BRICS now faces its most challenging summit, not because of the West or the developed world, but because of growing differences between its two biggest members, India and China.

  • The Xiamen summit follows a gruelling two and a half months during which the rhetoric between India and China — especially the latter’s — has been quite sharp. While diplomats smoothed out a victory over more hawkish elements by disengaging the troops at Doklam and obtaining a Chinese assurance that it would not continue its road construction at the tri-junction area, more needs to be done to restore the situation to pre-June terms.
    The bilateral tensions will no doubt spill over to the multilateral negotiations at Xiamen.
  • Beyond the bilateral issues over the boundary, Nuclear Suppliers Group membership for India, terrorism, the Dalai Lama and others, the rift over China’s Belt and Road Initiative (BRI) is also likely to dominate discussions at BRICS.
    India’s refusal to be a part of the BRI over sovereignty issues, coupled with its broader objections to the transparency and agenda of the project, was a cause for tensions before the Doklam stand-off.
    There is little doubt that China will aim to bring the BRI on the table for negotiations at BRICS, to win a statement of endorsement as it did at the Shanghai Cooperation Organisation last year.
    India will have to use considerable leverage with other members to ensure that its concerns prevail.
    Also Russia and South Africa are important parts of BRI, and while Brazil is not, it is no less a recipient of Chinese investment, with a $20 billion Brazil-China infrastructure fund inaugurated this May.
  • Another challenge for India is likely to arise from China’s plan for a “BRICS-Plus” or “Friends of BRICS” grouping, with Foreign Minister Wang Yi’s plan to include Pakistan, Sri Lanka and Mexico to an expanded version of BRICS.
  • Meanwhile Russia, which was the prime mover for the grouping, has moved closer to China and away from India; this could affect the language of the joint statement, especially on issues like Afghanistan, on which BRICS members had previously been on the same page.
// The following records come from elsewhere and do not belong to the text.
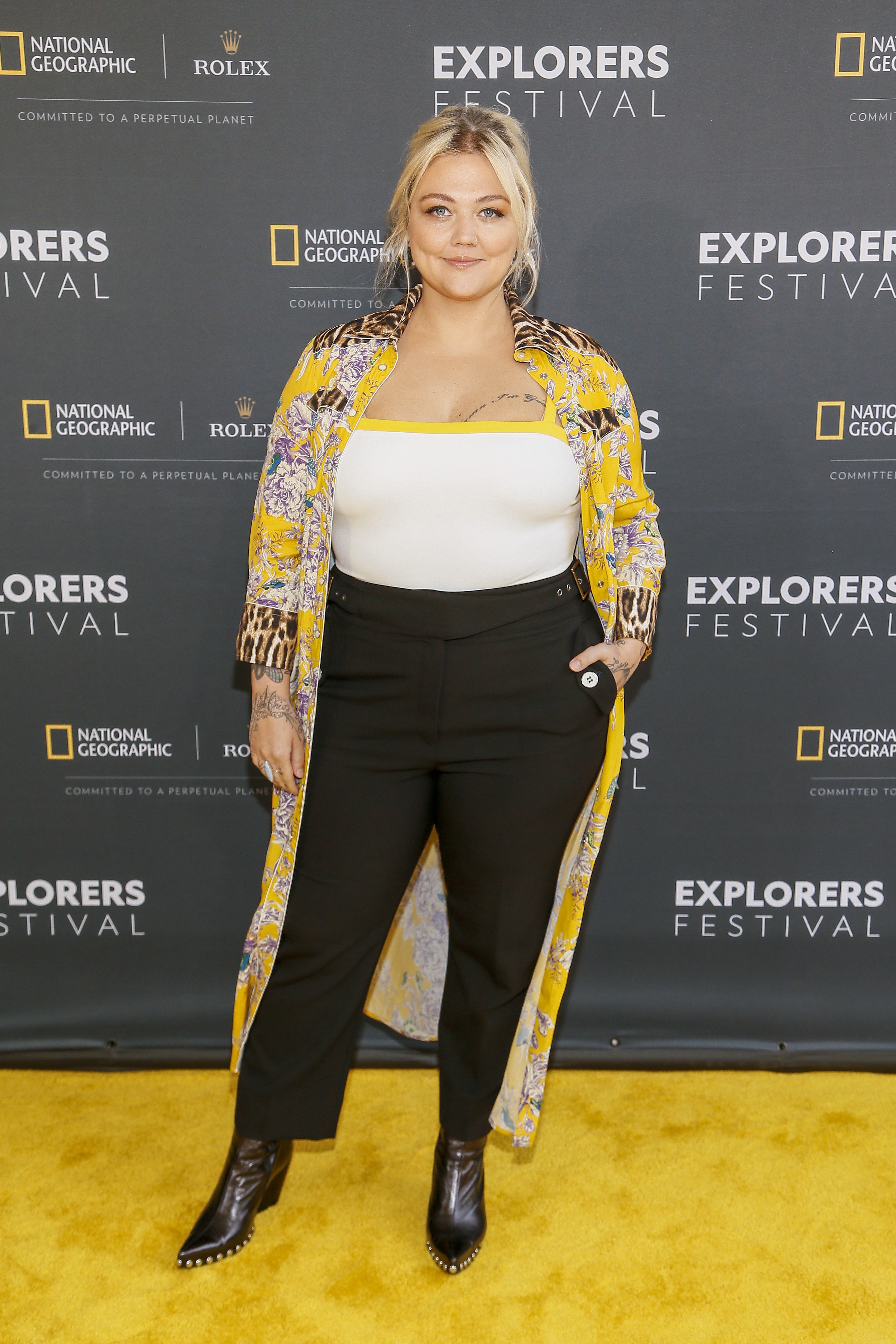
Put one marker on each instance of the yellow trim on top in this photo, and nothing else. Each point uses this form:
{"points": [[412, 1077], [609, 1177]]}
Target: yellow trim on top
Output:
{"points": [[465, 428]]}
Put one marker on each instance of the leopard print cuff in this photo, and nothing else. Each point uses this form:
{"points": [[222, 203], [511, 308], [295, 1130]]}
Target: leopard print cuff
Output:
{"points": [[636, 616], [268, 636]]}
Russia’s estrangement from the U.S. and Europe post-2014 and the Ukraine crisis in particular have increased its dependence on its east and south, mainly in the direction of the $300 billion Russia-China oil pipeline that China is funding. At both the BRICS conference in Goa last October, as well as the Heart of Asia summit in December, Russian officials cavilled at backing India’s strong language on terrorism emanating from Pakistan.

The road ahead:

The Modi government must be credited for ensuring that it won peace at Doklam without building the outcome up as a defeat of China, which would have made their rivalry at BRICS that much more intense. BRICS has fared better than two other groupings, SAARC and the Non-Aligned Movement, whose last summits India skipped, and appears to have abandoned.

Conclusion:

The two countries must chart a road map to repair ties. This could provide a realistic understanding of where the road ahead leads for BRICS as well, and whether post-Xiamen it can still bear out the potential that was promised a decade ago in Yekaterinburg and Copenhagen. How India and China repair ties at the Xiamen summit will determine the future of BRICS itself.

Connecting the dots:

  • The growing difference between India and China may put one of the most important grouping’s (BRICS) future at stake. The bilateral tensions will no doubt spill over to the multilateral negotiations. Discuss.
  • The challenges for India at BRICS has only increased with time. Critically analyze.